I have thought that I have known things; I have thought that I have had some answers. What did I have? It would more seem, I think, that when I look back and peruse the comprehension of my heart and mind, that the only things I had ever truly learned were what I grabbed onto in desperation, when my world at the time was collapsing in on itself. Nothing rational, did it seem, would stay; nothing that I ever thought out logically would hold; all the high ideals of my youth were straw men, hollow men. The things most important to me I clutched as a drowning man, never questioned, for they had rescued me when I was about to go down.
My faith is one of those things, though I do not want to admit it. I would like to think that if I were given chance enough and time, that I would have chosen to believe in Jesus Christ in a civilized manner — but perhaps, all eternity would have passed and I would have still been defiant in my beliefs, instead. My Lord came to me when I was beaten to the ground, and He raised me up as if from the dead.

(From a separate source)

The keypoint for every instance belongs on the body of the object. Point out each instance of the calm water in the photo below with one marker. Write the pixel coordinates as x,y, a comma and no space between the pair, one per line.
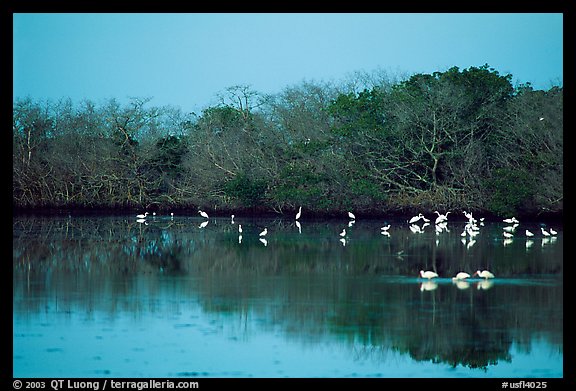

My faith is emotional, it is desperate: it cares little of logic, and it cares little if it makes sense to anyone but me. It is not to say that it is not rational, for rationality came later, why; but the leap into believing never was. And it has since saved me.
In the end, I may know nothing, but what I believe, I think, is more that just opinion — for such things burn away when tested against the heat. One hopes you never get as desperate as I have been, but there the question must go: what do you hold onto when you come undone? And what holds onto you?